For doctors, death means failure. THE VANISHING LINE chronicles Monsen's personal and professional challenge regarding end-of-life issues.

'I'll never forget that phone call, the first time I was asked to pronounce someone dead,' Monsen recalls at the start of the film. 'I'd only been working in the emergency room a few weeks. Medical school had prepared me to treat disease but I had absolutely no idea how to deal with death. Our job is to keep people alive. So what was I really doing? Prolonging life, or prolonging death?'

Combining poetic imagery, clear-eyed documentary footage, and soul-searching commentary, Monsen evokes a provocative vocabulary for her exploration of death. Dramatic action sequences of emergency-room resuscitations are woven with a rich tapestry of images that includes three women in Greek chitons spinning the thread of life, a potent visual reminder that no matter how advanced medical technology becomes, life and death remain essentially beyond our control.

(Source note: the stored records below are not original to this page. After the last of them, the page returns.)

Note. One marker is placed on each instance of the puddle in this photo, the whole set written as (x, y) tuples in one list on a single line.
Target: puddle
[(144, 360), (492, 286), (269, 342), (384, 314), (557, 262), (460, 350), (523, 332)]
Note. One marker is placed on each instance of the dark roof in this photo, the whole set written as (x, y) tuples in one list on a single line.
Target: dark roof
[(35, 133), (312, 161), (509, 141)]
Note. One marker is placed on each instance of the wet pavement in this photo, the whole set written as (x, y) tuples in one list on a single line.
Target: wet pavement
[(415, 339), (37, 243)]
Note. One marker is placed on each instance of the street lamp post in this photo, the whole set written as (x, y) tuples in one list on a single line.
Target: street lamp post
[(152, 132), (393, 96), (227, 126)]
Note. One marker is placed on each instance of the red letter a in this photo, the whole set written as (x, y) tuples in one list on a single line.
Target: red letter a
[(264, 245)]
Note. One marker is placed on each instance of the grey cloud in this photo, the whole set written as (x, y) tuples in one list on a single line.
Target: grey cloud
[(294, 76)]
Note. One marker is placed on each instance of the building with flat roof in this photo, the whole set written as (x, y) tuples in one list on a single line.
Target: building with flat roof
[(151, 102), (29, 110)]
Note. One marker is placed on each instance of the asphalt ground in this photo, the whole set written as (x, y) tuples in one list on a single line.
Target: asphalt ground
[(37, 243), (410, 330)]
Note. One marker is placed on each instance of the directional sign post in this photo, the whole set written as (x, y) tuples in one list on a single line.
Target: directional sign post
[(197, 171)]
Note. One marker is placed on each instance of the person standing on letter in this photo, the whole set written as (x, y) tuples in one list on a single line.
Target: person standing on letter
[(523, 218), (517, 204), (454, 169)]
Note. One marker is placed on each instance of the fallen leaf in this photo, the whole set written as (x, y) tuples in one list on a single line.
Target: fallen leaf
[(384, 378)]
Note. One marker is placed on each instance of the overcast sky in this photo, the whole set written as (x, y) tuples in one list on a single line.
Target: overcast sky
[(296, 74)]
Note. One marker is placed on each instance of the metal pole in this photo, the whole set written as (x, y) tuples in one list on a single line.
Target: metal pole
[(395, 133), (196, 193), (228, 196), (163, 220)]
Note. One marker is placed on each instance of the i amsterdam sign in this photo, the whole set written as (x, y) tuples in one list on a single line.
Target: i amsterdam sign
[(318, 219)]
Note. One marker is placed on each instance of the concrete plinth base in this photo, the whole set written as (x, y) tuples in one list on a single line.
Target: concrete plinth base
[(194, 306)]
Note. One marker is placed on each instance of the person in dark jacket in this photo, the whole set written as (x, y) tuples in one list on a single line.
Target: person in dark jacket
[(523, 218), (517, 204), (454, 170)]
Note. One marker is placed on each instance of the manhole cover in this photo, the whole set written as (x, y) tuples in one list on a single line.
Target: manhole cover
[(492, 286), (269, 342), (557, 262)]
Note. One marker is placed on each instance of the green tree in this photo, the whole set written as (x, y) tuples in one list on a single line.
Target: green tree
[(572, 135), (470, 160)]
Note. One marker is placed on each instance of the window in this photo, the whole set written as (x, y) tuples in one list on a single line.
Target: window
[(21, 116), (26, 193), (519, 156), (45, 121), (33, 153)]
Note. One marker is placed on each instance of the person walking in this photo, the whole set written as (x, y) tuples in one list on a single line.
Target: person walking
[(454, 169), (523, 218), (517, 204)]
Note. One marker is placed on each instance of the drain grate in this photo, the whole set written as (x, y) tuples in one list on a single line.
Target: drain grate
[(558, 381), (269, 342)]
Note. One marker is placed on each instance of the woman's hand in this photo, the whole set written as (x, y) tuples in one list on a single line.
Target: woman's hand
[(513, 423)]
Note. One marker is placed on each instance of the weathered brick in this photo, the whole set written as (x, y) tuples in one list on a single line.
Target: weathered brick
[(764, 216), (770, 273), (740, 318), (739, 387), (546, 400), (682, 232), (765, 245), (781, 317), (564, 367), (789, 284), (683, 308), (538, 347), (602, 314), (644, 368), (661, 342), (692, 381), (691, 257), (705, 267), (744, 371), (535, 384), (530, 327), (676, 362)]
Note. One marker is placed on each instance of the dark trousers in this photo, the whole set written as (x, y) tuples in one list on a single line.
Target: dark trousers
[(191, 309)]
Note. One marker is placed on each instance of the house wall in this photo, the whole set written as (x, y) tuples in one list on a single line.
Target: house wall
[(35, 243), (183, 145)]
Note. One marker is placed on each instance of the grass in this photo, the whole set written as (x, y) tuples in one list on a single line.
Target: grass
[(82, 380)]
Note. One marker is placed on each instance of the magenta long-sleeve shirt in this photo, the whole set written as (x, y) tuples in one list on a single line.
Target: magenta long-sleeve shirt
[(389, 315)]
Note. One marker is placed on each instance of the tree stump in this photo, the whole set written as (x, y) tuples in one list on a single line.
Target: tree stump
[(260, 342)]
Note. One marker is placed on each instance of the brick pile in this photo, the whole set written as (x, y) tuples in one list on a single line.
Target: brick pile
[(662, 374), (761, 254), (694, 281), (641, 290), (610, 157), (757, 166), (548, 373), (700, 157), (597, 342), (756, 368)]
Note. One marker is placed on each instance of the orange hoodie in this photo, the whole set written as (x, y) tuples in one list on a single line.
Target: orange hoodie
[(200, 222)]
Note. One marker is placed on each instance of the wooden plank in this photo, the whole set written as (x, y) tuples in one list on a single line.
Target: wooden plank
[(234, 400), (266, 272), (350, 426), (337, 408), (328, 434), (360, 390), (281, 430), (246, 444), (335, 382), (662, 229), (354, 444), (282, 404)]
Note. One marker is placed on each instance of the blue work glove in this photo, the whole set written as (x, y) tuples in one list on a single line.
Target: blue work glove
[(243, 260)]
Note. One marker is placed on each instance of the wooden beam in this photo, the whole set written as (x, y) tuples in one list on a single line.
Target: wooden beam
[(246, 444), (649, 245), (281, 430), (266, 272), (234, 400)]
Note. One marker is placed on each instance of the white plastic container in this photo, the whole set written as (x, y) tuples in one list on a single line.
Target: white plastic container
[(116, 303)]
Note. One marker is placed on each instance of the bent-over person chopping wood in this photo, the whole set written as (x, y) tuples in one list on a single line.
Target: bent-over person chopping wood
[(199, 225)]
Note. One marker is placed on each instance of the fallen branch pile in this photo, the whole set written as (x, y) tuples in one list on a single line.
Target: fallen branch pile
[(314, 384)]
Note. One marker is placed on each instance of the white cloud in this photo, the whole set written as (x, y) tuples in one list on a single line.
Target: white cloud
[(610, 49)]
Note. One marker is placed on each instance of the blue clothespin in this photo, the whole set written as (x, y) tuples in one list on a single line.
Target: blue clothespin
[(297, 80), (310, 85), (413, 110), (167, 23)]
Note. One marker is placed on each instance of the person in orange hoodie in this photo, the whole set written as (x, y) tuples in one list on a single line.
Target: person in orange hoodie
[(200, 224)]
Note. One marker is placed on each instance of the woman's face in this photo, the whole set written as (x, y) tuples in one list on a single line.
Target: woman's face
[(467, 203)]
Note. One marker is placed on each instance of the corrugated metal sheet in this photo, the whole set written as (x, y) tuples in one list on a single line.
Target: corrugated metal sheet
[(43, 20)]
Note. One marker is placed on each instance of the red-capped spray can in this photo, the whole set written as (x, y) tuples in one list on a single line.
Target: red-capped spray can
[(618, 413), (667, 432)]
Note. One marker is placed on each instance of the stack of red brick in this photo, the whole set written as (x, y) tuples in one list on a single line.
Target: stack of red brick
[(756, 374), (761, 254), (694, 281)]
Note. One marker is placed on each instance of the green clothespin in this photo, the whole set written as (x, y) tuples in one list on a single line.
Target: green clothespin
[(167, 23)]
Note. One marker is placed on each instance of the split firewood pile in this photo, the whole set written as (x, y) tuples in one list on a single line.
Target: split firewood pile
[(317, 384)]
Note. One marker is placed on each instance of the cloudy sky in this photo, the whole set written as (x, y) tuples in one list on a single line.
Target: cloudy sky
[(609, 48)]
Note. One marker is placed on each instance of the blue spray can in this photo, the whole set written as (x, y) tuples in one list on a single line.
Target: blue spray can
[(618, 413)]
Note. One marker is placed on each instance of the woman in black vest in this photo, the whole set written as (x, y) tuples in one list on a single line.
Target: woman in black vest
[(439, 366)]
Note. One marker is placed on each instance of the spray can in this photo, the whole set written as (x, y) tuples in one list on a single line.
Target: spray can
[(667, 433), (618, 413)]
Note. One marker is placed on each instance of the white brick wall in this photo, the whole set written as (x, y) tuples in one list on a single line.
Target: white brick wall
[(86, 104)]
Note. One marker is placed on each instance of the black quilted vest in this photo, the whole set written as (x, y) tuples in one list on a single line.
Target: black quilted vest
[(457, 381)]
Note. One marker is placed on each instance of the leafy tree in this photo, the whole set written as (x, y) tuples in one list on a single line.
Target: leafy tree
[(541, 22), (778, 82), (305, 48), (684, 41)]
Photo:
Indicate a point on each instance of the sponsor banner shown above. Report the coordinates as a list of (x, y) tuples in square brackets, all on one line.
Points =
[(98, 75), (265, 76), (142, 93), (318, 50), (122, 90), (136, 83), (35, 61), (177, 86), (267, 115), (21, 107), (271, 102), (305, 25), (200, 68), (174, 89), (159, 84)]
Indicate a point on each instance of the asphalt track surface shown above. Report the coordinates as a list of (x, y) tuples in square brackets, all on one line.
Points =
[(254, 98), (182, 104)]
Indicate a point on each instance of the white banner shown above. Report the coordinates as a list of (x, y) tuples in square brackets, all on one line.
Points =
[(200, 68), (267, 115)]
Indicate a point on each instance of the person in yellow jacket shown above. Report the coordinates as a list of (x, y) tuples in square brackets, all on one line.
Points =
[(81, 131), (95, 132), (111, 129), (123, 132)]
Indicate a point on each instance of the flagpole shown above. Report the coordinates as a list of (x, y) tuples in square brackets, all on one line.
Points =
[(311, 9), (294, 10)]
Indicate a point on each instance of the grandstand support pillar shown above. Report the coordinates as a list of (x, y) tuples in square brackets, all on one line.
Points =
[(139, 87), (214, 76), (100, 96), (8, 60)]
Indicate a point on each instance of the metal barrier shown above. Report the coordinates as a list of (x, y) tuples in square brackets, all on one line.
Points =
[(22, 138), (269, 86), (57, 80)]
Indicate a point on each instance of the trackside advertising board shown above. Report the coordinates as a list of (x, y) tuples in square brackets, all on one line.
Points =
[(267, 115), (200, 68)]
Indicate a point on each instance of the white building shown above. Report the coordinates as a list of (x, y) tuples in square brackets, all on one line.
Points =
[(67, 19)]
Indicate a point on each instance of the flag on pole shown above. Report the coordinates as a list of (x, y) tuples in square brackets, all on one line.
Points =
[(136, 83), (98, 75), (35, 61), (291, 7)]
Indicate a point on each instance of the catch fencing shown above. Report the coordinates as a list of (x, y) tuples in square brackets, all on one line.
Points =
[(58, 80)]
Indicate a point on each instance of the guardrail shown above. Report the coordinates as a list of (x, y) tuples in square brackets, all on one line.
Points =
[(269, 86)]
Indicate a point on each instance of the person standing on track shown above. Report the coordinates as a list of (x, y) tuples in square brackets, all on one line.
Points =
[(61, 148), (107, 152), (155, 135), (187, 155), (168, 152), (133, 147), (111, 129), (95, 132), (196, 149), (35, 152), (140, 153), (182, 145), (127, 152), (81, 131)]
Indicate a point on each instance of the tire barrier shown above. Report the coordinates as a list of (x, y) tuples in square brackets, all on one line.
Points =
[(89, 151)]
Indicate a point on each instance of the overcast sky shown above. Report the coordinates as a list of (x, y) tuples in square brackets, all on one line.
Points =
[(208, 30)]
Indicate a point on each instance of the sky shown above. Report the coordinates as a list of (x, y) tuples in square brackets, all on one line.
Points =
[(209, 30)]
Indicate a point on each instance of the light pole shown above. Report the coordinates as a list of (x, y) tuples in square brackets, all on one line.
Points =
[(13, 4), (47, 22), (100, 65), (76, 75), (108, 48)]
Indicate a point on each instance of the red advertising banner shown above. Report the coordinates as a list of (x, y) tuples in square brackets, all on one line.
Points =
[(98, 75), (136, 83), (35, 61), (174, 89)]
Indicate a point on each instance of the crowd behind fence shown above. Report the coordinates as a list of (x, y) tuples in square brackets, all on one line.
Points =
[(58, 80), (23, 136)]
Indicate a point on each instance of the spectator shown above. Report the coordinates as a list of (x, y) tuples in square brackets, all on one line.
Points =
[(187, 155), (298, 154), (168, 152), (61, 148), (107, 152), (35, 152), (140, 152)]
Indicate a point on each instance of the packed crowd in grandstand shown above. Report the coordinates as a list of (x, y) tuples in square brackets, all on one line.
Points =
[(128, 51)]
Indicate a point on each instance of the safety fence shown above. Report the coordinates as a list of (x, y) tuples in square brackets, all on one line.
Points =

Monsen also follows Jim Brigham, a hospice social worker,as he visits the homes of some of his terminally ill clients. All are laying the groundwork for their imminent deaths, negotiating in advance whether or not they want to be resuscitated, what comfort measures will be taken, and whether to go to a hospital or die at home. Brigham shares the story of his wife Cay's prolonged death from multiple sclerosis in 1986, and explains how that experience profoundly affected the way he views the end of life: 'This act of dying, of completing one's life, does not have to be a terrible and horrible thing,' he says.

'I hope that after seeing this film, people will look at death in a different way,' says Monsen. 'I think that by putting an emphasis on the length of life and postponing death at all costs, people really lose the idea of having a good death, which I think is something very important. We talk about quality of life, yet never quality of death. What I learned in the process of making this film is that there are a lot of things physicians can do, even if they can't cure the disease. They can provide medication to ease the symptoms. They can provide compassion and support. And they can give the patients the information they need to understand how their disease or their death might unfold.'

THE VANISHING LINE chronicles one physician's exploration of how to try and meet the needs of the dying and their families and looks at the choices and concerns involved in treating what has no cure with the right balance of technology, compassion and care.